Alguien le pidió una vez a Augusto Roa Bastos, el escritor paraguayo, su opinión acerca de la propensión realista en literatura. Él se limitó a comparar ese afán con el empeño de buscar la esencia de una cebolla en su centro, al irla pelando y despojando sucesivamente de sus capas para al final encontrarse con nada, solo un dejo de su aroma punzante entre los dedos, un vacío tan pertinaz como inaprehensible. “Se quiere aprehender la realidad, ¡vaya muestra de inseguridad!”, concluía con ironía el autor paraguayo.

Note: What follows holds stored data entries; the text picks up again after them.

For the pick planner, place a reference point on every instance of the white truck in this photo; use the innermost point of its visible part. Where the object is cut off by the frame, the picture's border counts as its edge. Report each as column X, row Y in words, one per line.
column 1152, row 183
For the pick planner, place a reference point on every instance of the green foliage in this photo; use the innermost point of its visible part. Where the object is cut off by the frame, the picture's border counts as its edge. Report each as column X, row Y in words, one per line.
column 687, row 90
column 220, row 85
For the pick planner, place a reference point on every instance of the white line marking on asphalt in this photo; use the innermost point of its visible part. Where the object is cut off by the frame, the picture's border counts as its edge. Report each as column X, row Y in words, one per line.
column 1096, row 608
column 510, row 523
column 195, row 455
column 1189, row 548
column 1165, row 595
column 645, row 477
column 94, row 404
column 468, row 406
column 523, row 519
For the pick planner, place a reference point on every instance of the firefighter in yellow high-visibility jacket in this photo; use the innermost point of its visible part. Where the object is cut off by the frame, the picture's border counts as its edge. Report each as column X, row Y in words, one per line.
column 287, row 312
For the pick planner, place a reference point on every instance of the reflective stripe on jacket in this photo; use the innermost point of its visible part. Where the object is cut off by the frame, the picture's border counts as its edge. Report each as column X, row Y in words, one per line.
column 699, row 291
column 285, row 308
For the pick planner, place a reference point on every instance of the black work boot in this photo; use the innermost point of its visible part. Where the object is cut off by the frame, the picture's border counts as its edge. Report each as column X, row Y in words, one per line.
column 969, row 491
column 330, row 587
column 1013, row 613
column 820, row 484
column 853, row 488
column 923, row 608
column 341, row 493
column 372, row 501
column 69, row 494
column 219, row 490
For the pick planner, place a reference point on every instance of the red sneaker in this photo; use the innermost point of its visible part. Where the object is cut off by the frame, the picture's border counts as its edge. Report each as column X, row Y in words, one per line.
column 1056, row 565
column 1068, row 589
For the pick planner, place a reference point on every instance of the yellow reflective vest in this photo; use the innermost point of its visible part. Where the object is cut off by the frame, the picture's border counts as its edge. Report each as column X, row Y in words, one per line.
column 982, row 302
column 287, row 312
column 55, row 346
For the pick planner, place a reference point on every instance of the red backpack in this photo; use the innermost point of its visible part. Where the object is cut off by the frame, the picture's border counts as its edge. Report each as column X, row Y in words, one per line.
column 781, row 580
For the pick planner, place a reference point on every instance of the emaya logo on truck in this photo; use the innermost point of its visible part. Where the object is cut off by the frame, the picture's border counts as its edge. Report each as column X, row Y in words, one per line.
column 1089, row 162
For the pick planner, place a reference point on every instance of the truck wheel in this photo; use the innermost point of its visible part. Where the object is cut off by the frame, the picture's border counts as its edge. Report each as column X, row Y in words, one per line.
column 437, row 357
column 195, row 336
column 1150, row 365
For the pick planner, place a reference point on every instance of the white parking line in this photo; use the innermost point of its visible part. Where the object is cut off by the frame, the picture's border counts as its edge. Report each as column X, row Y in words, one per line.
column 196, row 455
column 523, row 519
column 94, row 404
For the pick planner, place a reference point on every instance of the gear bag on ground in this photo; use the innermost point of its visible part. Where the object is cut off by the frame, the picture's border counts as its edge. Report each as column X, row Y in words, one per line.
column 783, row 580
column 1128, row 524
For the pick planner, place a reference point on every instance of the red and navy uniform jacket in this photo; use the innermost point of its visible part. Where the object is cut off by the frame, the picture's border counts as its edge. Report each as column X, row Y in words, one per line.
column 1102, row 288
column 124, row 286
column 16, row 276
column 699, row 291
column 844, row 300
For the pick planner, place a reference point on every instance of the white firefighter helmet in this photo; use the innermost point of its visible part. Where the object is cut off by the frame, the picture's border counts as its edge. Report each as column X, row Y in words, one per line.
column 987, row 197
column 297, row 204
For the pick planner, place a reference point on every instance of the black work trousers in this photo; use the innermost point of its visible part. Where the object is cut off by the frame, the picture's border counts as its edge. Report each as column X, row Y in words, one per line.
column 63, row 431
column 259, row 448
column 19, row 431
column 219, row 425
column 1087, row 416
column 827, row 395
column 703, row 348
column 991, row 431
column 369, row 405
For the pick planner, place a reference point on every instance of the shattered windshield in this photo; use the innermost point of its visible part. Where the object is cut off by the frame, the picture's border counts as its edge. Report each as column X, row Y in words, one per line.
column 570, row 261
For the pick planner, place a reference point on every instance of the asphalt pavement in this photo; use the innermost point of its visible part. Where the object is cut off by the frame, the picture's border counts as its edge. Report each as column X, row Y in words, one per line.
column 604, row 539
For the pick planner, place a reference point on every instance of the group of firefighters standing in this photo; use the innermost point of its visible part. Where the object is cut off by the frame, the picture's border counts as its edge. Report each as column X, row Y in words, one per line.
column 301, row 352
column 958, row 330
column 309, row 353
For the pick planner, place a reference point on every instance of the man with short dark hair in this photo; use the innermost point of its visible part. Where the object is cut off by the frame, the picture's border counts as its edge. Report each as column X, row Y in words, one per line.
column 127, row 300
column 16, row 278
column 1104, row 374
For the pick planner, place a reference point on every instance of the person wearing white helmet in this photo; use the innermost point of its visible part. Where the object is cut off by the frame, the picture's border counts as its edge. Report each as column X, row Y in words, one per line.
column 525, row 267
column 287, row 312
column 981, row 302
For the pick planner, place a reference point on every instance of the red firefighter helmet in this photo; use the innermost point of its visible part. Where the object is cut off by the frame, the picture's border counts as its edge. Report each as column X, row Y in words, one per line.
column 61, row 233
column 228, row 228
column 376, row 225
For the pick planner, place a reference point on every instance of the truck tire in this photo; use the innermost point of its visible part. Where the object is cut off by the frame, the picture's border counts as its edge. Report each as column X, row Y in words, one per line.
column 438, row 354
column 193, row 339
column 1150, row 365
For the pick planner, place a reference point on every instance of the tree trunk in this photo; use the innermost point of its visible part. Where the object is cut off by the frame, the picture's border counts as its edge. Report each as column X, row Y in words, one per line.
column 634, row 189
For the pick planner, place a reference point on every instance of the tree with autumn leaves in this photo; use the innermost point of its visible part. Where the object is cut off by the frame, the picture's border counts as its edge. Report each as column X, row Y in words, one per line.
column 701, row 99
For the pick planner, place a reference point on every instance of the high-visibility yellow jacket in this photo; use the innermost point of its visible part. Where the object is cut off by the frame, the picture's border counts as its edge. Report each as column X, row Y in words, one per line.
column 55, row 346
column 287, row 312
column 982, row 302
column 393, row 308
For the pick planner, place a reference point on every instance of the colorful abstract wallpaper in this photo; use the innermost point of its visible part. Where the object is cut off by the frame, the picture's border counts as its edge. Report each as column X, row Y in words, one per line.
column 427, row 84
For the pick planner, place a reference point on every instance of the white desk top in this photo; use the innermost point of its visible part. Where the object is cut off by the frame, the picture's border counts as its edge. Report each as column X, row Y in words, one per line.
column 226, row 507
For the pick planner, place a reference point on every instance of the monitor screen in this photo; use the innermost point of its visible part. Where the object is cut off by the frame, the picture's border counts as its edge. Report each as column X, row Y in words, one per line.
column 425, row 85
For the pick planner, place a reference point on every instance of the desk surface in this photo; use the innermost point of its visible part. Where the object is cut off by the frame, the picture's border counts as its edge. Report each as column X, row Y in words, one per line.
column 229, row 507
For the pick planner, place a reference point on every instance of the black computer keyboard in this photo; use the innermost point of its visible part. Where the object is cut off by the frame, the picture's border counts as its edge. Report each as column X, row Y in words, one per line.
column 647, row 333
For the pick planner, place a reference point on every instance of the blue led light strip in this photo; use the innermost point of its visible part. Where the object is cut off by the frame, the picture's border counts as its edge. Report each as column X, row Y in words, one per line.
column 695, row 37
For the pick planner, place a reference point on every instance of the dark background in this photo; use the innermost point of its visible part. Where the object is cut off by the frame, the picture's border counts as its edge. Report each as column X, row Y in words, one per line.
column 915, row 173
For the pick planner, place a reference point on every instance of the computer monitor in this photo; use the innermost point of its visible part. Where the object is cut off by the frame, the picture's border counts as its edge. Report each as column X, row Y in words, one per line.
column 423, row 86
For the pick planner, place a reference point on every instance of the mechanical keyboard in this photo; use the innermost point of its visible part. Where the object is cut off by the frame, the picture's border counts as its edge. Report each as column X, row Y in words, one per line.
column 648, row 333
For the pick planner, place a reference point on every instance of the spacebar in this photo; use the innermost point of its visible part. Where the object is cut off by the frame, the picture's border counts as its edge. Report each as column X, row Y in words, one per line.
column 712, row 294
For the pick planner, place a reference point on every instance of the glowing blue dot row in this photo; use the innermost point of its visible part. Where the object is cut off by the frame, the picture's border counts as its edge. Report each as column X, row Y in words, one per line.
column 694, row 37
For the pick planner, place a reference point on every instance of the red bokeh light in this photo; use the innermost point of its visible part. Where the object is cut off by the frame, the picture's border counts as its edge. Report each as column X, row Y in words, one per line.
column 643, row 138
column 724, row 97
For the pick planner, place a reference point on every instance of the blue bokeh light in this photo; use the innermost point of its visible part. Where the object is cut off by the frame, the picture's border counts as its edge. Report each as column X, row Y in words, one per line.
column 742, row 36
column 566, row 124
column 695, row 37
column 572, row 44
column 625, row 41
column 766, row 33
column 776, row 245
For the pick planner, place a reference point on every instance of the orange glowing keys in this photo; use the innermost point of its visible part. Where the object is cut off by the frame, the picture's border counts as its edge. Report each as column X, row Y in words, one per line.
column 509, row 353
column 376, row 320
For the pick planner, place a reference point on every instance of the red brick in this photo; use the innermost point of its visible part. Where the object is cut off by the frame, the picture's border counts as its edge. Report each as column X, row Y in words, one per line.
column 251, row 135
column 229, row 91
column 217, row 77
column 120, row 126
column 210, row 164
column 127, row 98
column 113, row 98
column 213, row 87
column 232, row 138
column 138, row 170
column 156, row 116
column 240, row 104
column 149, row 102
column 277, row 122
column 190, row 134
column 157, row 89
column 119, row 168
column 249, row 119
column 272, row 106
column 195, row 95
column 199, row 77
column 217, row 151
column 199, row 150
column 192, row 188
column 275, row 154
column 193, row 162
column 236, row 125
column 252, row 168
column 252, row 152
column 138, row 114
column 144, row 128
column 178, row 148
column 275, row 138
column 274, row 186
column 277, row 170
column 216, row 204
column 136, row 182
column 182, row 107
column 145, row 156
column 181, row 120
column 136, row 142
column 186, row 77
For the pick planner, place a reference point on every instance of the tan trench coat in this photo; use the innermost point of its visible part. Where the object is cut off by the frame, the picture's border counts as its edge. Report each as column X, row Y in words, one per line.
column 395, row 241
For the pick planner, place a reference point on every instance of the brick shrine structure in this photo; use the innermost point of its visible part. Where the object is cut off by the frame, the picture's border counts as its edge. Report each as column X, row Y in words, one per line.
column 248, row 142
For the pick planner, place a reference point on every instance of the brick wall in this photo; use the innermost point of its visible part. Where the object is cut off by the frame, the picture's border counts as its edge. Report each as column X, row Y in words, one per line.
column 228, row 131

A pesar de experimentar una afinidad instintiva con su propuesta, mi novela Agua que no has de beber, publicada por LOM Ediciones en 2024, orbita en torno a un tema muy real y, en cierta forma, imprescindible: el del derretimiento inminente de los glaciares andinos. Su trama ocurre en Bolivia y está protagonizada por un glaciólogo de origen chileno, aunque no sea yo un glaciólogo experto. Todo cuanto ocurre en esas páginas –o el lugar dónde ello ocurre– es así una impostura deliberada de mi parte, lo cual no significa que fuera todo irreal. No coincidía con mi propia vida y circunstancias y fue la mascarada narrativa que ensayé en esta ocasión: una novela realista y testimonial, adoptando aun así una identidad y entornos no relacionados con mi propia biografía. Algo por lo demás muy frecuente en la narrativa universal: si Marguerite Yourcenar pudo encarnarse en un antiguo patricio romano para dar vida al emperador Adriano, cabe deducir que la ficción novelística opera sobre esta base, la del invento y el delirio sin cortapisas, para que el resultado nos acerque de manera extraña a lo real, con mayor eficacia que el ensayo o la crónica histórica. Agua que no has de beber nació así dentro de una realidad que yo mismo había frecuentado solo a medias, hace muchísimos años. Lo digno de mención es, en cualquier caso, que ella nació arropada en cierta forma por las páginas de Le Monde Diplomatique, por lo cual me complace esta posibilidad de referir aquí su gestación.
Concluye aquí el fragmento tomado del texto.